Gündem 7 yıl 8 ay 4 gün 4 saat 14 dakika önce 898
15 Temmuz gecesi yaşanan FETÖ/PDY darbe girişimi sonrası sözde ’Karabük Sıkı Yönetim Komutanı’ olarak gözaltına alındıktan sonra tutuklanan dönemin Safranbolu 125. Jandarma Eğitim Alay Komutanı İstihkam Kurmay Albay Sedad Arıcan hakkında açılan davanın ilk duruşması gerçekleştirildi.

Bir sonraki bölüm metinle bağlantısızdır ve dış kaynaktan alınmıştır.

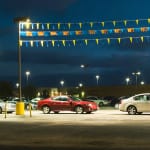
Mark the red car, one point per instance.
(66, 103)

Bolu T Tipi Kapalı Cezaevi’nde tutuklu bulunan Arıcan, geniş güvenlik önlemleri altında duruşmanın görüleceği Karabük Ağır Ceza Mahkemesine getirildi. Çevrede geniş güvenlik önlemi alan ve kontrol noktası oluşturan emniyet güçleri, avukatların yanı sıra tanıklar ve sanık yakınlarının ve izleyicilerin X-Ray cihazından geçerek üst araması yapıldıktan sonra salona girişine izin verdi. Duruşmada, Sedad Arıcan, sanık yakınları ve avukatları hazır bulundu. Kimlik tespitinin ardından Karabük Cumhuriyet Başsavcılığınca hazırlanan 66 sayfalık iddianame, Mahkeme Heyeti Başkanı Muhammet Zafer Terzi tarafından okundu. Türkiye Cumhuriyeti Hükumetine karşı Silahlı İsyanı İdare Etme, Türkiye Büyük Millet Meclisini Ortadan Kaldırmaya veya Görevini Yapmasını Engellemeye Teşebbüs etme, Türkiye Cumhuriyeti Hükumetini Ortadan Kaldırmaya veya Görevini Yapmasını Engellemeye Teşebbüs Etme, Silahlı Terör Örgütüne Üye Olma suçlamaları ile yargılanan dönemin Safranbolu 125. Jandarma Eğitim Alay Komutanı İstihkam Kurmay Albay Sedad Arıcan mahkemede eğitim gördüğü okulları ve yurtiçi ile yurt dışında görev yaptığı yerleri belirtti.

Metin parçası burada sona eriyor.